Researchers at the Carnegie Mellon School of Computer Science are using wearable technologies like Google Glass to place an "angel" on a user's shoulder to do those types of tasks.
“If you are like me, every time you try to put one of these things together, you make a mistake,” said CMU professor Mahadev Satyanarayanan, who helped pioneer mobile computing. “You discover it six steps later. It’s a real nuisance to have to undo that work and try to get back."
Imagine how much easier it would be, Satyanarayanan said, "if your GPS navigation system, it takes you step by step. If you make a mistake, it catches it immediately, like, ‘No, not that screw. The short one.’”
Satyanarayanan worked with graduate student Zhuo Chen to illustrate how it works. Testers wore Google Glass, which guided them through building a human figure out of LEGOs and constructing a sandwich using plastic play food.

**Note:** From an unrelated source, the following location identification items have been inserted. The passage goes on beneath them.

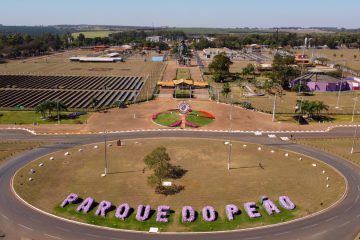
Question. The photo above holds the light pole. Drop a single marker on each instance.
(354, 139)
(57, 103)
(230, 131)
(274, 108)
(105, 156)
(301, 100)
(355, 101)
(342, 80)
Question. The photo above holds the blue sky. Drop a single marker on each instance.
(183, 13)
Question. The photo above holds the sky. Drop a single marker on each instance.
(183, 13)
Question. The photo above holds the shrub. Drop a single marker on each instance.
(246, 105)
(171, 190)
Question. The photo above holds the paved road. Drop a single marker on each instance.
(17, 220)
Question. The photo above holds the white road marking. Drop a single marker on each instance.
(330, 219)
(51, 236)
(282, 233)
(26, 227)
(345, 223)
(310, 226)
(93, 235)
(348, 209)
(63, 229)
(319, 233)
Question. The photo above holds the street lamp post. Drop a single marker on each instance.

The headset -- in this case, a cell phone -- prompted Chen as he added to the sandwich. If done correctly, the app moves on to the next step. If the step is done wrong, the app offers a solution and instructs its user to try again.
The video, audio and any other important data gathered by the phone or the wearable device are sent to a cloudlet, which Satyanarayanan describes as the nearest small cloud computer.
“And running on it are algorithms that essentially process that sensor data faster than you can process it,” Satyanarayanan said.
Without that assistance from the cloud, a cell phone or wearable device would not have the computing power need to complete its task.
But that’s where the project stumbles a bit, waiting for digital infrastructure to improve. Satyanarayanan said the distance between an average mobile data user and an Amazon cloud computer is around 100 milliseconds. That’s not a problem for someone building furniture or a sandwich, but it could be for an activity, like ping pong, as the computer instructs the player where to hit the ball. It just so happens that Chen is working on that very project.
Chen and Satyanarayanan named the application Gabriel after the angel described by Christians and Jews as the messenger of God. They said the technology could eventually lend itself to commercial uses, like repairing complex manufacturing equipment on the spot rather than shutting down an operation while a technician is called in from a distant office.
For now, the project exists solely in the development phase. Google Glass already offers a hands-free recipe app for home chefs, but this technology would also give step-by-step advice, just like a good friend would do.
“He or she would say, ‘Wait, don’t put the stuff in yet. The oil is not hot enough,’” Satyanarayanan said.
He said it’s not an attempt to turn humans into robots. Instead, it takes advantage of a human’s ability to carry out spoken commands and react to changing situations, which a pre-programmed robot can't do.
The research is funded by a $2.8 million grant from the National Science Foundation.